UK housing

The performance of buy-to-let (BTL) mortgage loans backing residential mortgage-backed securities (RMBS) transactions will deteriorate slightly over the next 12-18 months, according to new research.

In a note to clients, ratings agency Moody's said the market deterioration would be a result of rental income growing more slowly or even declining in some regions, and pressure on tenants' disposable income.

Rodrigo Conde, Assistant Vice President and Analyst at Moody's, said: "Tenants are facing pressure on their disposable income as rents in the UK have been increasing faster than wages during the last eight years, especially in London, a trend we expect to continue."

However, as a result of the pressure, Moody's expects renters to "leave high rent areas for more affordable areas."

"Based on our own forecasts and under our central scenario, the level of rent payments as a percentage of household income after taxes and basic expenses is set to increase to 60% by the end of 2018 for the average UK tenant, up from around 52% today," Conde said.

RMBS transactions backed by recently originated loans, namely 2014-16 vintages in industry jargon, will be hit hardest by performance deterioration because these loans were originated after much of home price appreciation had taken place and in a low interest rate environment, Moody's noted.

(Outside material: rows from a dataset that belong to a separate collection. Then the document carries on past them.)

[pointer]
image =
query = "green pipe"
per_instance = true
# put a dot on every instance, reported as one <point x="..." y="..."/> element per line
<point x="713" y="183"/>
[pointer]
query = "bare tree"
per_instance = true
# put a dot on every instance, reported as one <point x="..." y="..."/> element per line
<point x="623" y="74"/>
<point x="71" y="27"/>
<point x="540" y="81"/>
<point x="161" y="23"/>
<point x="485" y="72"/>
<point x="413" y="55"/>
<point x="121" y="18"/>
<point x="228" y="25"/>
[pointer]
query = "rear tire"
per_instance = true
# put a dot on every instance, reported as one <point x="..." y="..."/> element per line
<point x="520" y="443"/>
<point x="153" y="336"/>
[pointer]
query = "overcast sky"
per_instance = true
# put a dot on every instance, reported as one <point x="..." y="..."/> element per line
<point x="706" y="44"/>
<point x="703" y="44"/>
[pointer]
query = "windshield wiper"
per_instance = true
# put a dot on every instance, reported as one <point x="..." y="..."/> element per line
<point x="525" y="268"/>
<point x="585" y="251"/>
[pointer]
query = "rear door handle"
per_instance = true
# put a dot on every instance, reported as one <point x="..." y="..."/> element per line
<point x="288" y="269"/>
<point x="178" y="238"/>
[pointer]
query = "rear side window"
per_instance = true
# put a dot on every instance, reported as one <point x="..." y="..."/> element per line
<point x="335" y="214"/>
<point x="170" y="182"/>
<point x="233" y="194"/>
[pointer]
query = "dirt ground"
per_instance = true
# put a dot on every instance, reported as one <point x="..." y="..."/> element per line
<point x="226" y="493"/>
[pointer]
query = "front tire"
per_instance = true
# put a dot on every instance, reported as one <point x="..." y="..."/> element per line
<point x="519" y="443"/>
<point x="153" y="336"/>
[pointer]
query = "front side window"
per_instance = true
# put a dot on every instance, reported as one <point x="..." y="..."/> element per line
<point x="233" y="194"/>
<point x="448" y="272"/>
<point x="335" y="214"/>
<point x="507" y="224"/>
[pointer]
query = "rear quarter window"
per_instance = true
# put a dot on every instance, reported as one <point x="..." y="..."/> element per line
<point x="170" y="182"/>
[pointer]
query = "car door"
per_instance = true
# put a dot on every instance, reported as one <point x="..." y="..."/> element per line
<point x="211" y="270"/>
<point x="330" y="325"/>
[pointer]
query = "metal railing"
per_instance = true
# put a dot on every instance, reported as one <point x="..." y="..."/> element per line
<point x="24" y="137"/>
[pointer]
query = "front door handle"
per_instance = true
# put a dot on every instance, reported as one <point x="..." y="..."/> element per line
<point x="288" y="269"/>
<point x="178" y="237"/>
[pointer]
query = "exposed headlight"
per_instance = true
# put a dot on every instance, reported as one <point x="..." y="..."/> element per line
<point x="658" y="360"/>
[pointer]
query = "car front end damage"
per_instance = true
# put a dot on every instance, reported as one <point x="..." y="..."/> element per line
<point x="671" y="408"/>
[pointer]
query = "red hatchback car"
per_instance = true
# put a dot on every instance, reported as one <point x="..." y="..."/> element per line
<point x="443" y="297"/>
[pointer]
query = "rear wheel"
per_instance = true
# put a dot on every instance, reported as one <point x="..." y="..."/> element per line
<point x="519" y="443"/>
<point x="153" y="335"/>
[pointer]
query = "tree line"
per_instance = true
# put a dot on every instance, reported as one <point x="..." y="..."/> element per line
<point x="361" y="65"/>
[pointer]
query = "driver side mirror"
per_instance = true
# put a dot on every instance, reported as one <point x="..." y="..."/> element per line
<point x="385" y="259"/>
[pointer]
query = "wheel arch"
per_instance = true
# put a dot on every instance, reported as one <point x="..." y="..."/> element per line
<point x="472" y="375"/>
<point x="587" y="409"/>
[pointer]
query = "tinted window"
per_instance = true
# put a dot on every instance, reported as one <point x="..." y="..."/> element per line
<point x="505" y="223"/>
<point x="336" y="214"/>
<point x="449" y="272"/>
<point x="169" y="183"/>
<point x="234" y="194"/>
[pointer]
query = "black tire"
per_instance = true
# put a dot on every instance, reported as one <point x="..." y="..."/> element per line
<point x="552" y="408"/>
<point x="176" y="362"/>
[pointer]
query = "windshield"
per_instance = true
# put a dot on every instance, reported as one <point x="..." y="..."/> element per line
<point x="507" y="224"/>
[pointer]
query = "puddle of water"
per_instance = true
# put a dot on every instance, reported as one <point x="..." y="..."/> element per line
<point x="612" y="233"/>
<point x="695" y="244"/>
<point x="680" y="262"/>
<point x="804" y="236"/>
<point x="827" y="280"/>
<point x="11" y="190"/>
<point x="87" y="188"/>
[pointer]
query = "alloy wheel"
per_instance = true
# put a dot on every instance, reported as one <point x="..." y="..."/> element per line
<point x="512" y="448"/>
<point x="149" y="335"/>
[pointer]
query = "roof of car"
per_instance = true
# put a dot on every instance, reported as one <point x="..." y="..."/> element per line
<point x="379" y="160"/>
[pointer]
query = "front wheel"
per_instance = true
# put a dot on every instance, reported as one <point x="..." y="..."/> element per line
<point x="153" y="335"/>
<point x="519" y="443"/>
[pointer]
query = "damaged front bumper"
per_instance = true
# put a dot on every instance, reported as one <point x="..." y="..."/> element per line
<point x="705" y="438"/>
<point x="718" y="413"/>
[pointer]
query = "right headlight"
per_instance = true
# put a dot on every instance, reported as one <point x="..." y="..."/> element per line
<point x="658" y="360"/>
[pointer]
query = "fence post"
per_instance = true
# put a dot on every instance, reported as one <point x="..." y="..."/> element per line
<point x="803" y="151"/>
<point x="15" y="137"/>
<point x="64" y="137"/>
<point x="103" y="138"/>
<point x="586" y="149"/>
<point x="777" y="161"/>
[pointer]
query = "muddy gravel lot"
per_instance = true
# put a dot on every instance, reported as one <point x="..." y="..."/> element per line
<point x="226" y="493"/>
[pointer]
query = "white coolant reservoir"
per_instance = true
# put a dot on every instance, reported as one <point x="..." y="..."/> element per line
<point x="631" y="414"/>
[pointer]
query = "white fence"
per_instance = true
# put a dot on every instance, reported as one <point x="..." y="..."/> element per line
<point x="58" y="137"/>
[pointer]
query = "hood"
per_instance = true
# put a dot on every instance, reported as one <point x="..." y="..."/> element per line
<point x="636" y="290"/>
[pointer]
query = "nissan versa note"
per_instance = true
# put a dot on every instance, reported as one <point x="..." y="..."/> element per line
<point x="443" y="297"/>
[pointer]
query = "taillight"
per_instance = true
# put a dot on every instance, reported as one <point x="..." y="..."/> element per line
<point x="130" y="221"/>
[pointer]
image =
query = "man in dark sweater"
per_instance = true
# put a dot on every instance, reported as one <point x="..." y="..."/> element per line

Additionally, eroding landlords' net rental income is a reduction in the interest deductibility and an increase in the stamp duty. For example, individual BTL landlords' ability to deduct mortgage interest from their rental income before calculating income tax is limited, thus reducing income available for landlords to cover BTL mortgage payments.

However, Moody's concluded that BTL RMBS transaction performance will remain stable despite weaker collateral performance due to "arrears being at historically low levels as well as the build-up of credit enhancement."